In JDK6, they introduced java.util.ServiceLoader, a class for discovering and loading classes.

It has a static load method that can be used to create a ServiceLoader that will find and load all of a particular Type.

public static<T> ServiceLoader<T> load(Class<T> service)

You would use it as
ServiceLoader<SortProvider> sl = ServiceLoader.load(SortProvider.class) ;
This creates a ServiceLoader that can find and load every SortProvider in the classpath.

The Iterator method returns an Iterator to the implementations founds that will be loaded lazily.
Iterator<SortProvider> it_sl = sl.Iterator() ;

You can iterate over what is found and store it in a Map or somewhere else in memory.
while (its.hasNext()) {
            SortProvider sp = its.next() ;
            log("Found provider " + sp.getProviderName()) ;
            sMap.put(sp.getProviderName(),sp) ;
}

How does ServiceLoader know where to look ?

Implementors package their implementation in a jar
jar should have a META-INF/services directory
services directory should have a file whose name is the fully qualified name of the Type
file has a list of fully qualified name of implementations of type
jar is installed to the classpath

I have a complete API/SPI example for a Sort interface below that you can download at https://github.com/mdkhanga/my-blog-code. This sample is in msort directory. You should download the code first, so that you can look at code while reading the text below. This example illustrates how ServiceLoader is used to discover implementations from third party service providers. Sort interface can be used for sorting data. Service providers can provide implementations of various Sort algorithms. In the example,

1. com.mj.msort.Sort is the main Sort API. It has 2 sort methods. One for Arrays and one of
collections. 2 implementations are provided - bubblesort and mergesort. But anybody can write additional implementations.

2. com.mj.msort.spi.SortProvider is the SPI.Third party implementors of Sort must also implement the SortProvider interface. The SPI provides another layer of encapsulation. We don't want to know the implementation details. We just want an instance of the implementation.

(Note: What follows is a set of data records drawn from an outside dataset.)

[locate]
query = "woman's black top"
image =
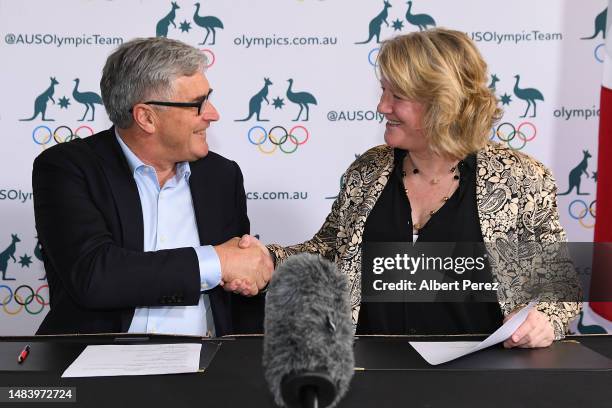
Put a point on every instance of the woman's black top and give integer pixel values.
(457, 221)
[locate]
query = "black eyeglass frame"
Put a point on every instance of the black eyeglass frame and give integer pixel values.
(199, 104)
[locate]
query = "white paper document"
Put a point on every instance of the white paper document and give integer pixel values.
(441, 352)
(135, 359)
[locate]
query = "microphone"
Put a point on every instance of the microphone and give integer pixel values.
(308, 344)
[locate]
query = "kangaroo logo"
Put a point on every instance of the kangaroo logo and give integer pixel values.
(40, 103)
(576, 173)
(303, 99)
(6, 254)
(161, 30)
(376, 24)
(419, 20)
(494, 81)
(210, 23)
(255, 103)
(89, 99)
(600, 25)
(529, 95)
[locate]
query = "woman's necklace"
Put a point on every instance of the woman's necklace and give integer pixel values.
(434, 181)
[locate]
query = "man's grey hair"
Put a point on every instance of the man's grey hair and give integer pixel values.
(144, 69)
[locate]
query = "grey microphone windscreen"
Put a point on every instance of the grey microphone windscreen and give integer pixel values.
(308, 327)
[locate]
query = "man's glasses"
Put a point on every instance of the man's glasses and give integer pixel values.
(201, 104)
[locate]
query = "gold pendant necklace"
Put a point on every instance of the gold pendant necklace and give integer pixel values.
(436, 180)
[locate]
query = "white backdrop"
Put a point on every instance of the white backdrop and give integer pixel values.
(46, 45)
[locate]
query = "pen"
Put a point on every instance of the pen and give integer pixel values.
(24, 354)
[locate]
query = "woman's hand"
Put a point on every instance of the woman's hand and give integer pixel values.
(536, 331)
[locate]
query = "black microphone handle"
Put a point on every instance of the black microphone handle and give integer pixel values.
(309, 397)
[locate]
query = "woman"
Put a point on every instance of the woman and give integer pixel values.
(438, 178)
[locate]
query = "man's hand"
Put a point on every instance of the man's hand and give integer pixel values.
(244, 270)
(536, 331)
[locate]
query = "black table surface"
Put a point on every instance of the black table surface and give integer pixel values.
(393, 375)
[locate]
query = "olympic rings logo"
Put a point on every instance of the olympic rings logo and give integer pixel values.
(210, 57)
(42, 135)
(507, 132)
(597, 52)
(579, 210)
(278, 138)
(24, 296)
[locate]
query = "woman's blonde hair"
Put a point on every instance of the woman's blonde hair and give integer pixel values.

3. SPI providers need to implement Sort and SortProvider.

4. com.mj.msort.SortServices is a class that can discover and load SPI implementations and make them available to API users. It uses java.util.ServiceLoader to load SortProviders. Hence SortProvider also needs to be packaged as required by java.util.ServiceLoader for it to be discovered.

This is the class that brings everything together. It uses ServiceLoader to find all implementations of SortProviders and stores them in a Map. It has a getSort method that programmers can call to get a specific implementation or whatever is there.

5. Sample Usage

Sort s = SortServices.getSort(...
s.sort(...

In summary, ServiceLoader is a powerful mechanism to find and load classes of a type. It can used to build highly extensible and dynamic services. As an additional exercise, you can create your own implementation of SortProvider in your own jar and SortServices will find it as long as it is on the classpath.